Aile ücreti sistemi 19. yüzyılın başından itibaren sanayileşmiş Avrupa ülkeleri ve Amerika Birleşik Devletleri’nde yaygınlaşmaya başlasa da işçilerin dikkate değer bir bölümü hiçbir zaman ailelerini geçindirebilecek bir yaşam ücreti elde edemediler. Aile ücretinden daha çok belirli sektörlerdeki sendikalı ve vasıflı erkek işçilerin yararlanabilmesi mümkün oldu (May, 1982; Wartenberg, 2016).
Aile ücreti, gerek üretim ve toplumsal yeniden üretim arasındaki ilişki açısından gerekse toplumsal cinsiyet rollerinin üretilmesi ve yeniden üretilmesi açısından tarihsel bir rol oynar (May, 1982).
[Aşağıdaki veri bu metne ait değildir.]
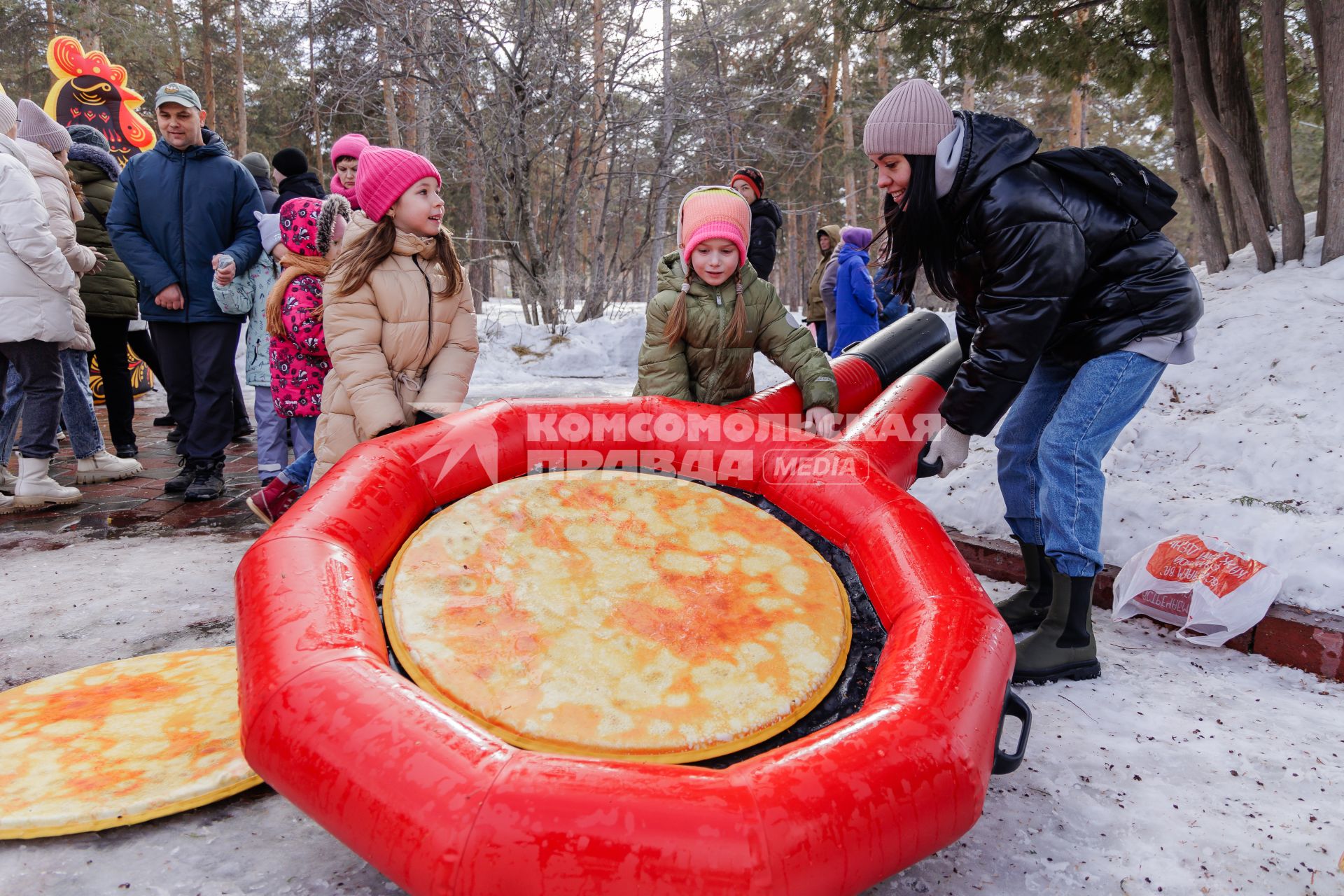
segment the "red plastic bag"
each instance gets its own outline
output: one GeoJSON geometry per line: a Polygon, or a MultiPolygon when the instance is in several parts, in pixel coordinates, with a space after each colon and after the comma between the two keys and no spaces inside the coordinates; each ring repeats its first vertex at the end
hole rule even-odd
{"type": "Polygon", "coordinates": [[[1192,643],[1222,645],[1265,618],[1284,576],[1230,544],[1177,535],[1150,544],[1116,576],[1113,615],[1180,626],[1192,643]]]}

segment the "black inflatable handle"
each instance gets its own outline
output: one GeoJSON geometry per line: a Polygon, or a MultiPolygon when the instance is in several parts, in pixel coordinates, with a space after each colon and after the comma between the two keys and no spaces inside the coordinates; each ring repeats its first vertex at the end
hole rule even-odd
{"type": "Polygon", "coordinates": [[[937,461],[934,461],[933,463],[930,463],[929,461],[925,459],[926,457],[929,457],[929,443],[927,442],[925,442],[925,446],[922,449],[919,449],[919,458],[915,461],[915,478],[917,480],[923,480],[923,478],[927,478],[930,476],[938,476],[939,473],[942,473],[942,458],[938,458],[937,461]]]}
{"type": "Polygon", "coordinates": [[[1004,693],[1004,713],[999,717],[999,733],[995,735],[995,767],[991,770],[991,774],[1008,775],[1017,771],[1023,756],[1027,755],[1027,737],[1030,735],[1031,707],[1017,696],[1012,685],[1008,685],[1008,690],[1004,693]],[[999,746],[999,740],[1004,736],[1004,719],[1008,716],[1021,721],[1021,733],[1017,735],[1017,750],[1013,752],[1004,752],[1003,747],[999,746]]]}

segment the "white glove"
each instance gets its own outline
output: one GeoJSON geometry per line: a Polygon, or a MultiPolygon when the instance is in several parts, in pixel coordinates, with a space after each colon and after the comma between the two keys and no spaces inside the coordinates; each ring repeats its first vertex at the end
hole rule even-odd
{"type": "Polygon", "coordinates": [[[949,473],[956,470],[958,466],[966,462],[966,454],[970,453],[970,437],[965,433],[958,433],[946,423],[938,430],[938,435],[933,437],[929,442],[929,454],[925,459],[929,463],[937,463],[942,461],[942,469],[938,470],[938,478],[946,478],[949,473]]]}

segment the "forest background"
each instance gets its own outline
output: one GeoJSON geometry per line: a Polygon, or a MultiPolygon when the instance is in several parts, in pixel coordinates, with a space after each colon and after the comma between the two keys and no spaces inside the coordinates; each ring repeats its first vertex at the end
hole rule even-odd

Aile ücretinin yaygınlaşması erkek hakimiyetini ve kadınların erkeklere tabiiyetini şu yollarla sağlamıştır: Öncelikle, erkeklerin işgücü piyasasında daha iyi işlere sahip olmasını ve kadınlardan daha yüksek ücret elde etmelerini sağlamıştır. Kadınların gelirden yoksun kalmaları veya göreli düşük ücret elde etmeleri ile hem erkekler kadınlar üzerindeki maddi avantajlarını sürdürmüşler hem de kadınların eş olmayı bir kariyer olarak tercih etmeleri teşvik edilmiştir. İkinci olarak, yeniden üretim faaliyetlerinin kadınlar tarafından yerine getirilmesi güvence altına alınmıştır. Böylece, kadınların ev içi sorumluluklarla özdeşleştirilmeleri onların işgücü piyasasındaki ikincil konumlarını daha da güçlendirmiştir (Hartman, 2016). Kadınların elde ettiği ücret geliri, çoğu kadın işçi tarafından bile genellikle erkek çalışanların ücretlerinin tamamlayıcısı olarak görülmektedir (Molyneux, 1979). Üçüncü olarak kadınların belirli işlere girmesi engellenmiş ve çoğunluğu yeniden üretimle ilişkili ve düşük statülü bazı işler kadın işi olarak sınıflandırılmıştır (Wartenberg, 2016). Aile ücreti modeli, tüm kadınların sonunda eş ve anne olacağı, bu nedenle ücretli işgücünden ayrılmak isteyeceği ve buna ihtiyaç duyacağı varsayımına dayanır. Söz konusu varsayım tüm kadınları olumsuz etkilediği gibi, özellikle evli olmayan çocuklu ve çocuksuz kadınların düşük ücretlere ve uygunsuz çalışma koşullarına mahkum edilmelerine yol açar (Barret ve McIntosh, 1980; Wartenberg, 2016).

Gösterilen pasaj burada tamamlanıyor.